Mold is a naturally occurring organism in our world and we are all exposed on some level in our indoor and outdoor environments. However, whether it is harmful to us or not depends on the sensitivity of the individual, the level of exposure, and the type of mold involved.
Let’s consider this case and explore each of those elements.
A 20-something year old man has a cough that began about 4 months ago. In addition to the cough, he has noticed shortness of breath, wheezing, and chest tightness that occurs primarily when he is at work. He does not experience the cough on weekends when he does not work. He began working in his current office about 5 months ago; he describes it as being in an old building. Shortly after the cough began, he was initially treated for suspected bronchitis with antibiotics, which did not improve his symptoms. Due to his ongoing symptoms and his concern that there may be an exposure in his workspace that caused his symptoms, he requested that his office be tested for mold. He learned that prior to his working in his current office, there was significant flooding in the space.
Let’s take a break here and talk about some of the specific ways that mold exposure can cause human disease. Let’s review these in brief.

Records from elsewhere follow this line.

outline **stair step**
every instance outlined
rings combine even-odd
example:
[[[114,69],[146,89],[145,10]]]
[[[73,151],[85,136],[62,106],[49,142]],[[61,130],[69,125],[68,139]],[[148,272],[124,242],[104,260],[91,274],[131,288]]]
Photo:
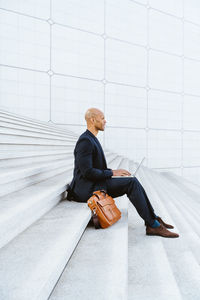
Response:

1) Mold Allergy: Occurs when someone develops specific antibodies to specific molds. Symptoms usually involve those typically seen with other airborne environmental allergies, such as itchy eyes, runny or stuffy nose, cough, wheeze, or shortness of breath. Treatment is focused on avoidance in addition to other similar to treatments for other environmental allergens.
2) Mold Toxicity: Occurs when certain molds produce toxins that can be dangerous when someone is exposed in large enough quantities. These toxins are only produced under certain conditions, so the presence of a certain mold does not mean that a person was exposed to the toxins. The level required to cause health effects from inhalation is difficult to reach in most settings. It may occur through ingestion in large amounts. In the case that an individual had symptoms associated with a mold toxin, the symptoms would usually last for a limited time, from a few hours to a few days.
3) Mold Irritant Reactions: Occur when certain elements of mold that can be irritating – such as the spores or other chemical components – cause irritation when they are, for example, breathed into the nose or lungs or are in contact with the eyes. The extent to which a person is affected depends on the individual and the amount of irritants they are exposed to. Typically, the effects are in close proximity to the exposure and resolve after the person leaves the environment. Irritant reactions do not usually last for weeks or more after one is no longer exposed.
4) Specific Diseases Caused by Mold: These include infections (of the skin, blood, sinuses, or lungs), hypersensitivity pneumonitis, allergic bronchopulmonary aspergillosis, or allergic fungal sinusitis. These each have specific symptoms associated with them and specialized treatment that will not be detailed here.
Now back to our patient. He was found to be allergic to a common indoor mold through allergy skin testing. His office space was evaluated for mold and there was found to be a significant amount of mold in the wall behind his desk, where an ongoing leak was discovered. He was moved to a new office space while the mold was treated in his original workspace. His symptoms resolved shortly after he moved to the new space.
In this case, mold allergy was the cause of his symptoms, but there are other ways in which mold can make you sick. Keep in mind that in most cases, the symptoms are usually limited and they resolve once the exposure ends, except in the case of some mold-specific diseases, for which mold-specialized treatment may be needed.